David Megginson wrote:
> I'm controlling the (simulated) bo105 helicopter much better by
> picking an airspeed (say, 10 kt when maneuvering for a landing) and
> holding it as closely as possible with the cyclic.

Out of curiosity, how do pilots do this in real helicopters?  I
wouldn't think a traditional ASI would work very well at 10 kts...
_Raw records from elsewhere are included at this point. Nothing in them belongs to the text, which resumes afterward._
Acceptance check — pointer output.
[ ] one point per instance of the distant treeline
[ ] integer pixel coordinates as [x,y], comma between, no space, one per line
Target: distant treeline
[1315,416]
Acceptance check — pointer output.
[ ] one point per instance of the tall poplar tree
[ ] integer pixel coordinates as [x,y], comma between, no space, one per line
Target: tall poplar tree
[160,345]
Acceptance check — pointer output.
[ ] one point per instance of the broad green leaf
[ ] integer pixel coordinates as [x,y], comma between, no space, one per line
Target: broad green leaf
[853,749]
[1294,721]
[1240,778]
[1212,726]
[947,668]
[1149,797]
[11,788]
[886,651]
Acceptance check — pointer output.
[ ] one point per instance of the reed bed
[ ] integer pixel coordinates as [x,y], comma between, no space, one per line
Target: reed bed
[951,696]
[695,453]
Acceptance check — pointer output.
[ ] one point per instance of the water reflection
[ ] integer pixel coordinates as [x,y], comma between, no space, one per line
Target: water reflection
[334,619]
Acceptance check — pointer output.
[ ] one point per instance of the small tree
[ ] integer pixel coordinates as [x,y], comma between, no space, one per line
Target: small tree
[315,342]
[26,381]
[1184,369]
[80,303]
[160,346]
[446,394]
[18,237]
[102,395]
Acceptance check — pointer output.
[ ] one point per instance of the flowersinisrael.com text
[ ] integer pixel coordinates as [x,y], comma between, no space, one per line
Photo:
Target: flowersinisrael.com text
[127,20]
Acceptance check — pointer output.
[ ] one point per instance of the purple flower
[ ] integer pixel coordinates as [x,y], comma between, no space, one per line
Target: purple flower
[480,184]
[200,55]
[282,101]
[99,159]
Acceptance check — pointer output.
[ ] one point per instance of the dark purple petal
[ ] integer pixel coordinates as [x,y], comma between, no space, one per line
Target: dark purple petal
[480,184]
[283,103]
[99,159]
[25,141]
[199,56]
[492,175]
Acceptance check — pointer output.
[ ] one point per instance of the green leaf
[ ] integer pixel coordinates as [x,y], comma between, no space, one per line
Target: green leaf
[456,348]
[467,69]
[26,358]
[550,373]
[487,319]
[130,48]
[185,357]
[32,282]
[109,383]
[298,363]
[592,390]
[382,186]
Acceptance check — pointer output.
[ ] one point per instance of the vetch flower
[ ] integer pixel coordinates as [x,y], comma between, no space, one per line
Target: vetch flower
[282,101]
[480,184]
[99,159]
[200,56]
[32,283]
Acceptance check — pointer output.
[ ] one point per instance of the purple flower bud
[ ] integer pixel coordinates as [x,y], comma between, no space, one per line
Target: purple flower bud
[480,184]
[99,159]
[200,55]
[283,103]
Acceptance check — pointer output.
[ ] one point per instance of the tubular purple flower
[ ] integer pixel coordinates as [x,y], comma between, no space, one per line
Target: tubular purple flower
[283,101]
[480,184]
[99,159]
> Even as slow as 10 kt, the bo105 barely needs any input from the
> anti-torque pedals.  How realistic is this?  It certainly makes flying
> easy.

Here's a candidate solution for that problem (I didn't test it).  It's
not that the aero force is too high, it's that the moment of inertia
of the helicopter is too low.  I see the following in the YASim
definition:

  <airplane mass="2813">
  ...
  <ballast x="-3.0" y="-.0" z="1" mass="1820"/>

So 2/3 of the craft's weight is modeled as a point mass at a location
that, one presumes, is right under the rotor.  Point masses don't
oppose torques very well. :)

Really, what's needed here is a "shell" configuration, where several
point masses are placed on the edge of the fuselage where the weight
is concentrated.  YASim's built-in fuselage and wing declarations
models the airframe as strings of point masses.  This works OK for
long-aspect things like (heh) wings and fuselages.  It's not going to
produce good results for a spheroidal helicopter fuselage.

It wouldn't be too hard to write an "ellipsoid" declaration for
low-aspect fuselages, I guess.  But a quick hack would be to split out
that ballast point into, say, a square of masses of the right size and
centered on the c.g. (the c.g. is really easy to find on a helicopter,
BTW: by design, it has to lie very close to axis of the rotor).